匠の蔵~words of meister~の放送

開工房【別府つげ細工 大分】 匠:安藤光平さん
2014年05月31日(土)オンエア
『つげ』や『黒檀』、『紫檀』などの樫木に彫刻を施す、大分県別府市発祥の伝統工芸『別府つげ細工』を製作する『開工房』の安藤光平さん。『別府つげ細工』の創始者とされる安藤一平さんの孫である安藤さんは、細かい彫刻技術を巧みに施した『帯留め』や『かんざし』、『ブローチ』などのアクセサリーの他、シンプルなデザインの『大皿』や『ぐい飲み』などの器も製作。他の追随を許さない圧倒的な技術で、人々を魅了する。
「工房を開く以前は、家具の彫刻やバターナイフなどのクラフト製品の製造に携わっていたんですが、それらの仕事に求められる丁寧さを、『つげ細工』の世界に持ち込もうと思ったんですよね。例えば、私はブローチの裏にも彫刻を施すのですが、それは身に着けた人が、少しでも軽いイメージを持てるからです。実際の重量はそんなに変わらないのですが、背面に凹凸があることで、見た目は随分、軽くなりますからね」。その安藤さんがひと手間、ふた手間を加えることで生まれる凹凸は、見た目の軽さだけではなく、木の美しさまでも最大限に引き出していた。

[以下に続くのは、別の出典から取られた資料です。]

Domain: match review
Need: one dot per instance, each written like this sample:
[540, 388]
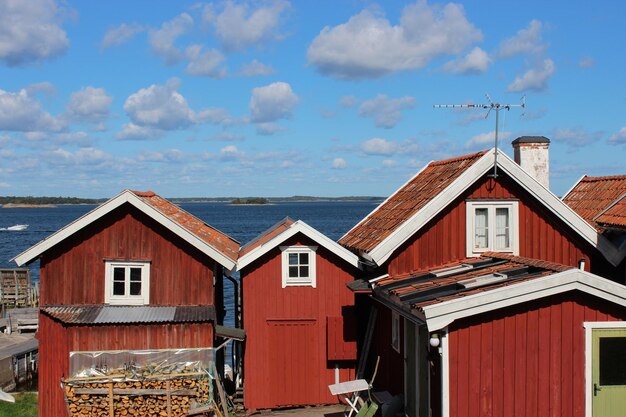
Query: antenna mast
[490, 106]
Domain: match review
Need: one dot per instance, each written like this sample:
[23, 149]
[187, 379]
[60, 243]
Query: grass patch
[25, 406]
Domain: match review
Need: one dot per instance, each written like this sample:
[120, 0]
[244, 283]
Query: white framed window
[298, 266]
[127, 282]
[395, 331]
[492, 226]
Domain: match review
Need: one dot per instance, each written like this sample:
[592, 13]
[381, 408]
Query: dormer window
[127, 283]
[492, 226]
[298, 266]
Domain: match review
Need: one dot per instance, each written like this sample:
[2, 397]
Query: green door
[608, 372]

「私は上手に上手く作るより、丁寧に作りたいんですよね。私の『つげ細工』はアクセサリーが多いのですが、女性が身に着けた時に、どのように映るのかをイメージしながら作ると、やはり細かな部分まで手を抜けないんですよね。それが問屋さんや小売店などにモノを卸すと、丁寧に作ると少し値段が高くなるので、『お客さんはそこまで分からないから、丁寧にしなくてもイイ』と言われるんですよ。だから『そこまで手を入れなくて安い値段で作ってくれ』と必ず言ってくるんですが、私はそれがイヤなんですよね。やはり手間暇をかけて、丁寧なモノを作って、正当な値段のモノを売りたいと。大量生産で、安かろう悪かろうというモノを作るのは、仕事として面白くありませんからね」。モノでも食べ物でも、使う人や食べる人の喜ぶ姿を想像すれば、おのずと気持ちが入り、その仕事は丁寧になる。しかし、見えない部分まで丁寧にという仕事は、いかにも日本人的な美学、日本人的な粋というモノだろう。
「例えば飾り棚がありますよね。それが日本製か中国製かを見分ける方法は、引き出しの中に手を入れて、上の部分を触れば分かるんですよ。殆どのモノが、上を触ってザラザラしていたら中国製で、ツルツルしていたら日本製なんですよね。中国製は製材したそのままなことが多いんですが、日本製は大体、裏まで鉋をかけているんですよね。そんな見えない部分にまで手を入れるというのが、やはり、日本人の心ですよね」。座右の銘に『誠実』を掲げ、まさに誠実に、見えない部分まで丁寧に手を入れることを忘れない安藤さん。その手仕事の粋を極めた安藤さんの丁寧な仕事から生まれるモノたちは、『別府つげ細工』の伝統に新たなページを加えていた。